Vu la procédure suivante :

Procédure contentieuse antérieure :

M. J a demandé au tribunal administratif de la Martinique d’annuler la décision du 16 octobre 2015 par laquelle le directeur des ressources humaines de Pôle emploi Martinique a rejeté sa candidature à deux emplois de psychologue du travail, et de condamner Pôle emploi Martinique à lui verser les sommes de 50 000 et 80 000 euros en réparation des préjudices financier et moral que lui a causé l’illégalité de cette décision.

Par un jugement n° 1800632 du 3 octobre 2019, le tribunal administratif de la Martinique a annulé la décision du 16 octobre 2015, enjoint à Pôle emploi de procéder au réexamen de la situation de Monsieur J et rejeté le surplus des conclusions de M. J.

Procédure devant la cour :



I. Par une requête enregistrée le 26 novembre 2019, sous le n° 19BX04529, et un mémoire enregistré le 27 mai 2021, Pôle Emploi, représenté par Me Lonqueue, demande à la cour :

1°) d’annuler ce jugement du tribunal administratif de la Martinique du 3 octobre 2019 en tant qu’il a annulé la décision du 16 octobre 2015 par laquelle le directeur des ressources humaines de Pôle emploi Martinique a rejeté la candidature de M. J à deux emplois de psychologue du travail, enjoint à Pôle emploi de procéder au réexamen de sa situation dans un délai d’un mois à compter de la notification du jugement, mis à la charge de Pôle emploi la somme de 1 500 euros au titre de l’article L. 761-1 du code de justice administrative et rejeté ses conclusions présentées au même titre ;

2°) de rejeter les demandes présentées par M. J devant le tribunal ;

3°) mettre à la charge de M. J une somme de 5 000 euros au titre des frais exposés pour l’instance.

……………….

Par un mémoire enregistré le 28 avril 2021, M. J, représenté par la SCP Foussard-Froger, conclut au rejet de la requête et à ce qu’une somme de 3 000 euros soit mise à la charge de Pôle emploi au titre des dispositions de l'article L. 761-1 du code de justice administrative.

……………………..

II. Par une requête enregistrée le 4 décembre 2019 sous le n° 19BX04698 et un mémoire enregistré le 28 avril 2021, M. J, représenté par la SCP Foussard-Froger, demande à la cour :

1°) d’annuler le jugement du tribunal administratif de la Martinique du 3 octobre 2019 en tant qu’il n’a pas statué sur ses conclusions indemnitaires ;

2°) de condamner Pôle emploi Martinique à lui verser une somme de 50 000 euros en réparation de son préjudice financier ainsi qu’une somme de 80 000 euros en réparation de son préjudice moral ;

3°) d’enjoindre à Pôle emploi Martinique de le déclarer éligible à un poste de psychologue du travail niveau IV B à compter du 16 octobre 2015 ;

4°) de mettre à la charge de Pôle emploi Martinique une somme de 3 000 euros au titre de l’article L. 761-1 du code de justice administrative.

…………………..

Par un mémoire enregistré le 3 février 2021, Pôle Emploi, représenté par Me Lonqueue, conclut au rejet de la requête et à ce qu’une somme de 5 000 euros soit mise à la charge de M. J au titre des dispositions de l'article L. 761-1 du code de justice administrative.
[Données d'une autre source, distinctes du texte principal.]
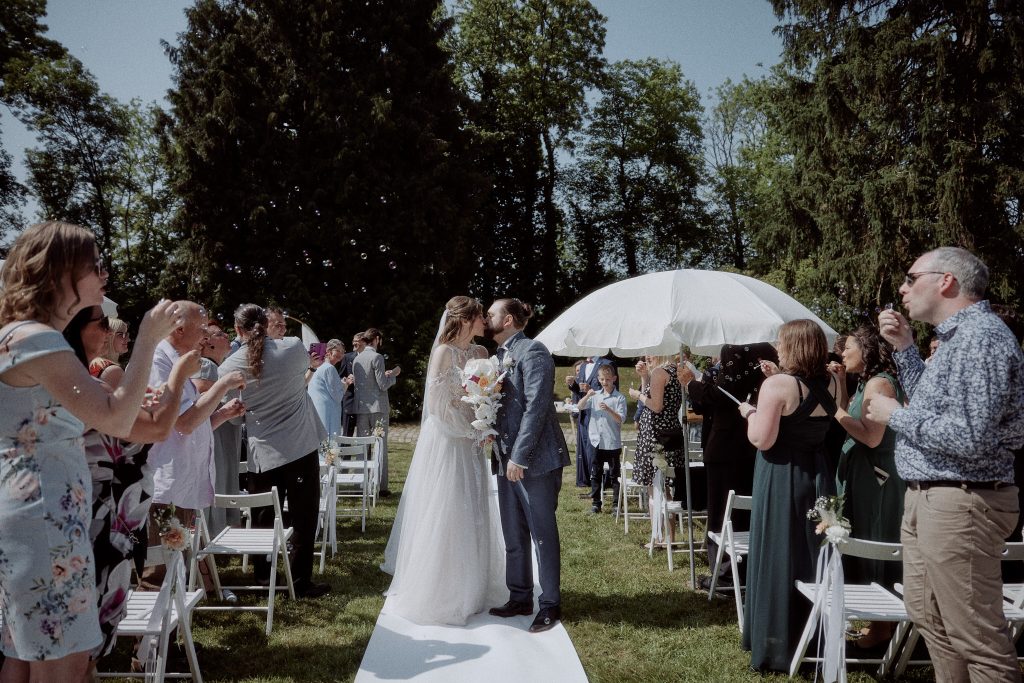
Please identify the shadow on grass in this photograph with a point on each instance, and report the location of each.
(669, 609)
…………………… Considérant ce qui suit : 1. M. J a été recruté par l’Agence nationale pour l’emploi à compter du 1er décembre 1985, en qualité d’agent contractuel. Lors de la création de Pôle emploi par la loi du 13 février 2008, relative à la réforme du service public de l’emploi, il a souhaité conserver son statut d’agent contractuel de droit public de niveau III. En 2014, il a présenté sa candidature à deux postes de psychologue du travail, niveau IV B, au sein de Pôle emploi. Par une décision du 16 octobre 2015, le directeur des ressources humaines de Pôle emploi Martinique a rejeté les candidatures de M. J à ces deux postes. Par une première requête, enregistrée sous le n° 19BX04529, Pôle Emploi demande à la cour d’annuler le jugement du tribunal administratif de la Martinique du 3 octobre 2019 en tant qu’il a annulé, à la demande de M. J, cette décision du 16 octobre 2015. Par une seconde requête, enregistrée sous le n° 19BX04698, M. J demande à la cour d’annuler ce jugement en tant qu’il n’a pas statué, dans le dispositif de sa décision, sur ses conclusions indemnitaires. 2. Les requêtes n° 19BX04529 et 19BX04698 sont dirigées contre un même jugement et présentent à juger des questions semblables. Par suite, il y a lieu de les joindre pour statuer un même arrêt.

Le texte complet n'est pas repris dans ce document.